Тема вражды к природе, конечно, шире вопросов литературы. В последнее время она начала открыто проникать в сознание некоторых московских писателей и рядом с темой личности и общества становится второй «осью вращения» советских споров, стоящих на более или менее значительной идейной высоте. Пожалуй, вернее будет охарактеризовать ее как тему «противоречия марксизма природе», несоответствия одного другому: вражда вытекает только как следствие. Если Горький сейчас так популярен, то отчасти потому, что необходимость борьбы со злой и косной стихией была всегда одним из лейтмотивов его творчества, уже подсушенного, обеспложенного и рационалистического. Укажу на два произведения, где тема затронута отчетливо: повесть Митрофанова «Июнь-июль» и драму Афиногенова «Страх». У Митрофанова разработка двусмысленна: он или боится говорить, или нетвердо знает, что сказать. Одна только фраза у него действительно достойна внимания, и неслучайно она обошла всю советскую печать, вызывая возмущение и удивление. Митрофанов говорит о своем герое:
«Он не Герта, ему надоело переводить великолепное косноязычие жизни на плохое марксистское наречие…»
Надо знать, что Герта — тип идеальной, стойкой коммунистки, забронированной от всех уклонов
Драма Афиногенова много зрелее. Это вещь умная и замечательная. Но автор решительно осуждает героя, профессора Бородина, который трагически противопоставляет естествознание марксизму и даже шире — революции. Кстати, любопытно, что речи профессора Бородина вызвали нападки на Павлова, который будто бы их невольно инспирировал. Павлов якобы утверждает первенство биологии перед идеологией, Павлов говорит о «позоре межлюдских отношений», имея в виду не только войны, но и борьбу классов. Это резко противоречит всему тому, на что обращен «пафос Москвы».

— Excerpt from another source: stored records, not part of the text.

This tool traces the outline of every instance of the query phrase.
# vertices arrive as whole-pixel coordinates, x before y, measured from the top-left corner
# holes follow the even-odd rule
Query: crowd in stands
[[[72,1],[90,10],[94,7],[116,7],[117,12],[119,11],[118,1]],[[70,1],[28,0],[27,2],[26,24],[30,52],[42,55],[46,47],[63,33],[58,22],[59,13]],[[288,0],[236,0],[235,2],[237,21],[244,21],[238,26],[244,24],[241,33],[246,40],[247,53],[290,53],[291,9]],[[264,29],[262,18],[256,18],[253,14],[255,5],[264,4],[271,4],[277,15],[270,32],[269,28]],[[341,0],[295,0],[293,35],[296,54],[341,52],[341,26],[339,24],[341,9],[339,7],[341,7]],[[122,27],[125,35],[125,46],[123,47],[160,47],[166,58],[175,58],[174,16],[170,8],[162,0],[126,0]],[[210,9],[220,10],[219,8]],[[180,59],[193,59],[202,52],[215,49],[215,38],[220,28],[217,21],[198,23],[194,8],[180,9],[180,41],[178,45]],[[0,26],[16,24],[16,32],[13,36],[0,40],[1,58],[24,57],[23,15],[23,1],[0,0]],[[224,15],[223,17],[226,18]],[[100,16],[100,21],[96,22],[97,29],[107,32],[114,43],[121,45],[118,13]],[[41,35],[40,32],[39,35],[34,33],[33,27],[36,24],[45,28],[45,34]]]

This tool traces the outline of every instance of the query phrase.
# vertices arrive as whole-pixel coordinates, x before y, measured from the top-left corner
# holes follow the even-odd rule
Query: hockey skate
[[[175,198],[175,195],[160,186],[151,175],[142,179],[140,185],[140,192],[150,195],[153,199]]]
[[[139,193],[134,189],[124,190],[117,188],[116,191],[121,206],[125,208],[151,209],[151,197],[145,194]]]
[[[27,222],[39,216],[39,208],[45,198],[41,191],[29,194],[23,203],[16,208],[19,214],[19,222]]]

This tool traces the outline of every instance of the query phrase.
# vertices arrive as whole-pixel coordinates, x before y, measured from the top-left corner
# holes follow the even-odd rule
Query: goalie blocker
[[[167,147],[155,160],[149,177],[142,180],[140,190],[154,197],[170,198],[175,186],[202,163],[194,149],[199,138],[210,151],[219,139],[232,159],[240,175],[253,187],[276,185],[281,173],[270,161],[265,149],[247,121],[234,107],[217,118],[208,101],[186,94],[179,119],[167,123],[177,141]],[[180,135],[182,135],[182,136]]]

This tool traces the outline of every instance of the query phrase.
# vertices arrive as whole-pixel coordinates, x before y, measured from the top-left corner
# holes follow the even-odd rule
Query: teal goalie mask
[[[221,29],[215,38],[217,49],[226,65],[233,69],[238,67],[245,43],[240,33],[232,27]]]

Пора подвести итоги сказанному. Это нелегко, потому что одна мысль вызывает другую: вопрос так сложен и еще так неясен, что никогда и не кончить бы, если попробовать разобрать его целиком. Похоже на то, что в Москве совершается самое «умышленное» дело, которое когда-либо было совершено, — в том смысле, как Достоевский говорил о Петербурге, что это «самый умышленный город». О содружестве и сотрудничестве с жизнью, хотя бы и подчиненном рассудку, там не хотят и слышать, там ведут войну якобы «до победного конца». Воюют хитро, осторожно. Недавно чествовали Гете, например… Между тем, тот, кому была «звездная книга ясна и с кем говорила морская волна», непримиримо враждебен всему советскому мироощущению. Гете входит в мир не как его завоеватель, а как устроитель, друг и брат. Но нельзя же все точки ставить над i; чествуют. Знаменитый писатель все-таки, гордость Европы, — неудобно же прослыть варварами. И так чуть ли во всем. Осторожность пока необходима… Но борьба идет жесточайшая, и в Москве хорошо знают, что природа и вообще естественные органические начала бытия могут, как океан, поглотить в один прекрасный день все построения рассудка, с которыми они окажутся «не согласны». Вот почему в Москве хотят природу остановить, парализовать. И вот почему там, пожалуй, никогда не будет издана книга бедного мечтателя, одинокого и больного защитника природы — Лоренса.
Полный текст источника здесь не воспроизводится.